Here are some simple-to-follow guidelines that can help you decrease your toxic load:
Your home is the only environment you have 100% control over and the place where we spend most of our times. A great way to reduce your exposure to endocrine disruptors is by eliminating them from your home.
- Choose organic foods when possible, especially when it comes to the Dirty Dozen.
- Avoid flame retardant furniture and clothing, especially when it comes to your children’s clothing and your mattress.
- Use non-toxic cleaning products when cleaning your home, like Force of Nature.
- Avoid lead – have your home tested for lead, especially if it’s older and make sure you buy lead-free products.
- Use non-toxic cookware when cooking for yourself and your family.
- Filter your water using a high quality filter, like Berkey Water Filters, to make sure you’re removing all endocrine disruptors from your water.
- Don’t use pesticides in your garden or around your home. Try these natural ways instead.
- Purify the air you breathe in your home.
- Use alternatives to aluminum foil when cooking and baking.
- Avoid the use of plastic.
- Make sure you use non-toxic personal care products. The Skin Deep database is great place to look for products and find out if they’re toxic or not.
- Learn more about it – a book I recommend on how to avoid all the toxic chemicals in your life without losing your mind is Green Enough by Leah Segedie.
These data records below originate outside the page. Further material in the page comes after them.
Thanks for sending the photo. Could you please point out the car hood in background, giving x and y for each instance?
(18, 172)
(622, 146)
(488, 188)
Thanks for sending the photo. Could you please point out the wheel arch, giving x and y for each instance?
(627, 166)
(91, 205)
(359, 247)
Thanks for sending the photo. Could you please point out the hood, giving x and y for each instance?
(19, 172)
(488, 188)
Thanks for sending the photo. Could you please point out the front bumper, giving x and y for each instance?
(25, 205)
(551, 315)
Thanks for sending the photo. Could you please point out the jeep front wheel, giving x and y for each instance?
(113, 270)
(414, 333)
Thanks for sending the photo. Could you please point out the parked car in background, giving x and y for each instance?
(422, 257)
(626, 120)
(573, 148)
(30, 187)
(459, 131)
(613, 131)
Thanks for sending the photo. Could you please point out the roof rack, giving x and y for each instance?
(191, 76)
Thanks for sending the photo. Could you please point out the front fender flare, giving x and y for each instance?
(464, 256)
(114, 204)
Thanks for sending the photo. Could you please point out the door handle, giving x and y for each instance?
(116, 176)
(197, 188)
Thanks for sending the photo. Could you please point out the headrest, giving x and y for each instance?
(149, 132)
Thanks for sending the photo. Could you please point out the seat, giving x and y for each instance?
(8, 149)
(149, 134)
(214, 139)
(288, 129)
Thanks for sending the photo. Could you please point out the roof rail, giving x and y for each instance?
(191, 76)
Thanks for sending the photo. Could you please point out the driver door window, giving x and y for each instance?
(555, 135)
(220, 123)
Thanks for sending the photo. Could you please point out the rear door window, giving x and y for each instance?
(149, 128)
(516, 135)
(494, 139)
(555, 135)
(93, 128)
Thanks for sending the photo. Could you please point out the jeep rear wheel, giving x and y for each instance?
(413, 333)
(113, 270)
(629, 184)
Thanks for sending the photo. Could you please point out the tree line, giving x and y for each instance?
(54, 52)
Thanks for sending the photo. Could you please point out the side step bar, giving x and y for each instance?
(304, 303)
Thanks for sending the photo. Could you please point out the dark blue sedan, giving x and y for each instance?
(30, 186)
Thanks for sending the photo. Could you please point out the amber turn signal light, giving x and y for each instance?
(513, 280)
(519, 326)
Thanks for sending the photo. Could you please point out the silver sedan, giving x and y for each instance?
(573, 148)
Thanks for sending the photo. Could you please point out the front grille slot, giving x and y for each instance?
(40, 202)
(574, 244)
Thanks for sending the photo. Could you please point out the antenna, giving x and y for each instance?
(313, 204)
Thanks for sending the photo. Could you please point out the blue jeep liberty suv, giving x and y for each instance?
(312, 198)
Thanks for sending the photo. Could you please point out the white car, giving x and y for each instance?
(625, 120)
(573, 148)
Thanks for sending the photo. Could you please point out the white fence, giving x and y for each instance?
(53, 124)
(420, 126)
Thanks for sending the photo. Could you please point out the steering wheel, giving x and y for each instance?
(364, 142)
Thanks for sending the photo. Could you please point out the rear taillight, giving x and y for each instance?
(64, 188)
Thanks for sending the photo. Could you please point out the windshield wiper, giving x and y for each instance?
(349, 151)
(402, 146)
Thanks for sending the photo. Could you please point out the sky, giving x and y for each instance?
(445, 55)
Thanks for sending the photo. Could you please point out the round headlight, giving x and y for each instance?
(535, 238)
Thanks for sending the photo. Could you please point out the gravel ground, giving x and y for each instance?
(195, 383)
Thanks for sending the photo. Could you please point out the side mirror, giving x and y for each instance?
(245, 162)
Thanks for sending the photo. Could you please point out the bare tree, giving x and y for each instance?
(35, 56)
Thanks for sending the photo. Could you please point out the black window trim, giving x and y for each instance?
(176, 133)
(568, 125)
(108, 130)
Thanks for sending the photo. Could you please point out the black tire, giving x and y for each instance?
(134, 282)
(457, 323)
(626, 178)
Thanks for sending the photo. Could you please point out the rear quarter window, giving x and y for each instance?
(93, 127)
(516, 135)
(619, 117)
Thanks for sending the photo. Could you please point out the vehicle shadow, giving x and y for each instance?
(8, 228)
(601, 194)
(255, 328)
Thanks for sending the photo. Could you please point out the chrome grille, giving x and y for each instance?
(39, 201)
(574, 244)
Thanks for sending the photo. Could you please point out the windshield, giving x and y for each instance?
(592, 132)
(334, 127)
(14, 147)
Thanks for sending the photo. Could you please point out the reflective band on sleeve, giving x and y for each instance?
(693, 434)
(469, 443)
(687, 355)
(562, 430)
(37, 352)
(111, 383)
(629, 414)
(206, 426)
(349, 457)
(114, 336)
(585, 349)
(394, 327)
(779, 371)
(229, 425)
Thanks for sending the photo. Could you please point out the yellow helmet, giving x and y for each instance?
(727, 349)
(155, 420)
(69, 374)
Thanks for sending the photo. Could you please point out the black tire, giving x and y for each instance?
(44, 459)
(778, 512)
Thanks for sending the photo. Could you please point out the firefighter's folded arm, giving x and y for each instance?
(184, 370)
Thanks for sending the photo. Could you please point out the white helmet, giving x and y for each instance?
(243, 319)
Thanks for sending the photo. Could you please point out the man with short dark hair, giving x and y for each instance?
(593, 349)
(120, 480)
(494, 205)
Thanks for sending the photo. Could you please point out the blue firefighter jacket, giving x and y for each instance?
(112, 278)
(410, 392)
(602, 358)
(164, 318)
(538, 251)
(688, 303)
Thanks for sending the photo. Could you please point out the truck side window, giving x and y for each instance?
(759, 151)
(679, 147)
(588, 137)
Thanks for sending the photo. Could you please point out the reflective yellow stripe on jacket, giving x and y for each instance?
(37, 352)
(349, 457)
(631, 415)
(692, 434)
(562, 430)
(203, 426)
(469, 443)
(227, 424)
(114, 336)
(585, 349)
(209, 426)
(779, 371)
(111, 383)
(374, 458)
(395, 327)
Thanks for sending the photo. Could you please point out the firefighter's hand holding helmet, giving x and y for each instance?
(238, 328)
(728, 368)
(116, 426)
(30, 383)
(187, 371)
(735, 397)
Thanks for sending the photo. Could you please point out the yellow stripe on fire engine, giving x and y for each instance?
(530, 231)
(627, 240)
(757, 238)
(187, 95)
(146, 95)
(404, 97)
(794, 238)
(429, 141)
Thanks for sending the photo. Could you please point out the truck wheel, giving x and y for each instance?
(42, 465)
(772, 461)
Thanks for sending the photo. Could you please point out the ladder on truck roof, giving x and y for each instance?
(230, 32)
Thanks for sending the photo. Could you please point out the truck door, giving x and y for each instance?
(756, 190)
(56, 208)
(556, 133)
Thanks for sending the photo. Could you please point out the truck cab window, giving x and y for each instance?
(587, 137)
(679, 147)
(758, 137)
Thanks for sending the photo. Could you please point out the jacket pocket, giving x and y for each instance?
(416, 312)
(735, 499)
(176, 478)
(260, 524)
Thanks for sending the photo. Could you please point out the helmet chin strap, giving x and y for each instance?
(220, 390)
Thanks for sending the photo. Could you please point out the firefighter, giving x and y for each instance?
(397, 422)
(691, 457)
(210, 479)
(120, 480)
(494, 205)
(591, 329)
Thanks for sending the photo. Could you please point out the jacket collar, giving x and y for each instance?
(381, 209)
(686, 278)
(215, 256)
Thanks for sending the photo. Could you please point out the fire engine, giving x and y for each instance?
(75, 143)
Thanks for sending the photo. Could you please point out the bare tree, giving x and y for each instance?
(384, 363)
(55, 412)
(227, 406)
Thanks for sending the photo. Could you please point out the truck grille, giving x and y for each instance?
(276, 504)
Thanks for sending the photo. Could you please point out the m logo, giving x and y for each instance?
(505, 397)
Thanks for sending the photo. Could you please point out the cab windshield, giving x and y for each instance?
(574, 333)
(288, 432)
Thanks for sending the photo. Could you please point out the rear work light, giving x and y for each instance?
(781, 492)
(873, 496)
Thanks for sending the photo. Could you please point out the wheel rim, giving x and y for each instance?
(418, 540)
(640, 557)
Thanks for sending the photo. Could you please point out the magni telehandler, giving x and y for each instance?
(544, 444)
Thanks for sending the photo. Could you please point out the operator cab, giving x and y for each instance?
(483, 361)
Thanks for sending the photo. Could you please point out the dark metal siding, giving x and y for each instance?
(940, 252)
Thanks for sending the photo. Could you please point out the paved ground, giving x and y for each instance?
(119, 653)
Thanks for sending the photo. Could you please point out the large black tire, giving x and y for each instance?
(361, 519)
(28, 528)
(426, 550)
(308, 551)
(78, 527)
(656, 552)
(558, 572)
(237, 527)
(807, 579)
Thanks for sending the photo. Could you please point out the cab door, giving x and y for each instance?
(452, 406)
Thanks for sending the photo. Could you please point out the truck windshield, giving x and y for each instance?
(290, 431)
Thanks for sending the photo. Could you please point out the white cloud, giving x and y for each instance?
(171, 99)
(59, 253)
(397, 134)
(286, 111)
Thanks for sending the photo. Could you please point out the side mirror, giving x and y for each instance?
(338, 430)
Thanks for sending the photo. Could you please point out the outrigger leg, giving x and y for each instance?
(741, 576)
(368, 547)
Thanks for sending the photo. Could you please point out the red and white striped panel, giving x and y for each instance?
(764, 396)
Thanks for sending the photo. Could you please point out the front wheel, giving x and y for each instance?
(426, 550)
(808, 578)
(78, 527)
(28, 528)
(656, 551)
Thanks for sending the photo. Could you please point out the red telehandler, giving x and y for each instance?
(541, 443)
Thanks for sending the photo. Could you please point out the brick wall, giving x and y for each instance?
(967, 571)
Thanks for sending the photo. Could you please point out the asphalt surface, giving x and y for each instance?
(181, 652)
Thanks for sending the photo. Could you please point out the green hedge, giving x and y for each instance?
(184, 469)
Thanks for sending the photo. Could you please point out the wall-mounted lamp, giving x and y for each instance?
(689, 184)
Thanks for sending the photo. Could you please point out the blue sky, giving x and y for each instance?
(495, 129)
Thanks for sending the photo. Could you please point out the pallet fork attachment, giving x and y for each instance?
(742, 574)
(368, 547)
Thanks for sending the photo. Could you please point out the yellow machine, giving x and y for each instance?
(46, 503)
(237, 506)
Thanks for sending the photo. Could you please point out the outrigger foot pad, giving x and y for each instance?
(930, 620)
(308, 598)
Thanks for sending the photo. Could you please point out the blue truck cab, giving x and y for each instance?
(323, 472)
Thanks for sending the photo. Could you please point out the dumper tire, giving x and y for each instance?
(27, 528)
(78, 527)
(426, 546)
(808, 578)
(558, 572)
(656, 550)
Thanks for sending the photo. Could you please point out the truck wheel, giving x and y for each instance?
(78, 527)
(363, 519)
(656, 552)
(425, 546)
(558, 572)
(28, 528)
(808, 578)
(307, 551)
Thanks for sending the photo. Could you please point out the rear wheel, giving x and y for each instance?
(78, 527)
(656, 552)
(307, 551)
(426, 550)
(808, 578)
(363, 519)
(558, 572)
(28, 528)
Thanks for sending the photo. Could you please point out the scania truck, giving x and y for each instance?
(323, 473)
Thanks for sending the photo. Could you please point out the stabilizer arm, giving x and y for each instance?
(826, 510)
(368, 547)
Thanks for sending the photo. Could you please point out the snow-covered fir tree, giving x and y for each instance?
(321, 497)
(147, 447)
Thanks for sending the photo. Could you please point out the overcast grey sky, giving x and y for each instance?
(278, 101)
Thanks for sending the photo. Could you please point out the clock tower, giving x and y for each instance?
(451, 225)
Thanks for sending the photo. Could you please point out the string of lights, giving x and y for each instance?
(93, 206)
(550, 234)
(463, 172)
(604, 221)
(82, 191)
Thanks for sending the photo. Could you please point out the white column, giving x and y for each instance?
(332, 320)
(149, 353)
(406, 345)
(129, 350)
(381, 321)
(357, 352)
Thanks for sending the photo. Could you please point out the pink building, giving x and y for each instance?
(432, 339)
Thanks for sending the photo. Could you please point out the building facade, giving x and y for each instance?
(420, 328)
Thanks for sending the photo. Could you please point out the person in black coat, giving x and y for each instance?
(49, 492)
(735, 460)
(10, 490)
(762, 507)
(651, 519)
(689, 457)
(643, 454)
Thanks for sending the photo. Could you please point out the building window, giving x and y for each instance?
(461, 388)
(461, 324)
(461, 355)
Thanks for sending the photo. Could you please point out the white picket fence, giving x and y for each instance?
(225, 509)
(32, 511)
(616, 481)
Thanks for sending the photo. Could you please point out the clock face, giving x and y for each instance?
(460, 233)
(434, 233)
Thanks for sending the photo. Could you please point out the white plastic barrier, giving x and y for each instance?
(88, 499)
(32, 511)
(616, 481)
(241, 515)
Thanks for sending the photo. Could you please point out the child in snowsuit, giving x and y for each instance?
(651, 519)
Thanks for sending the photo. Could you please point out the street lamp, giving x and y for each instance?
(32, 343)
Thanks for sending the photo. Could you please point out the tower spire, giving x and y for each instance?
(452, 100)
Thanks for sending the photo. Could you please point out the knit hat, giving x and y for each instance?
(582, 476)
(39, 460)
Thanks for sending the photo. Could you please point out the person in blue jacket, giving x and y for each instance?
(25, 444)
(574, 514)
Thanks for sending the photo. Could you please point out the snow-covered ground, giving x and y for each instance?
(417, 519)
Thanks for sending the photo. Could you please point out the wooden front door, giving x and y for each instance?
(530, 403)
How to Promote a Healthy Endocrine System
On the other hand, it’s not all about avoiding chemicals when it comes to keeping your endocrine system healthy. There are also habits you can adopt that will promote hormone balance. For example:
- Eat foods rich in healthy fats, like avocados, grass-fed butter, nuts and seeds, and fatty fish.
- Meditate daily – even as little as 5 minutes per day is shown to reduce stress and anxiety – that’s great news for your adrenal glands!
- Eat foods rich in vitamin C, like cruciferous vegetables, leafy greens, and citrus fruits.
- Get regular massages to stimulate circulation.
- Exercise daily – this can be something as simple as a brisk walk or a short work-out that you do at home.
- Get plenty of vitamin D. According to a scientific statement issued by The Hormone Health Network, “Vitamin D is more than a vitamin. It really is a prohormone, a substance that the body converts to a hormone. The skin makes vitamin D after exposure to sunlight. The problem is that many people do not make enough vitamin D by exposure to sunlight or get enough through their diets.” Low vitamin D is linked to a number of health issues, including diabetes, obesity, muscle weakness, and heart disease.
Having a healthy endocrine system is essential for enjoying plenty of energy, fertility, mental health, and a good stress response. By following the advice on this post you’ll be able to minimize the exposure to endocrine disruptors in your family. Remember that all of us are at risk of health issues related to hormone disruption, but children and pregnant women are most susceptible to these harmful effects.
Keep your home as toxic-free as possible so your body doesn’t have to deal with an overload of chemicals that disrupt and mimic your hormonal system. By promoting your hormonal health, you’ll also avoid endocrine diseases that are on the rise.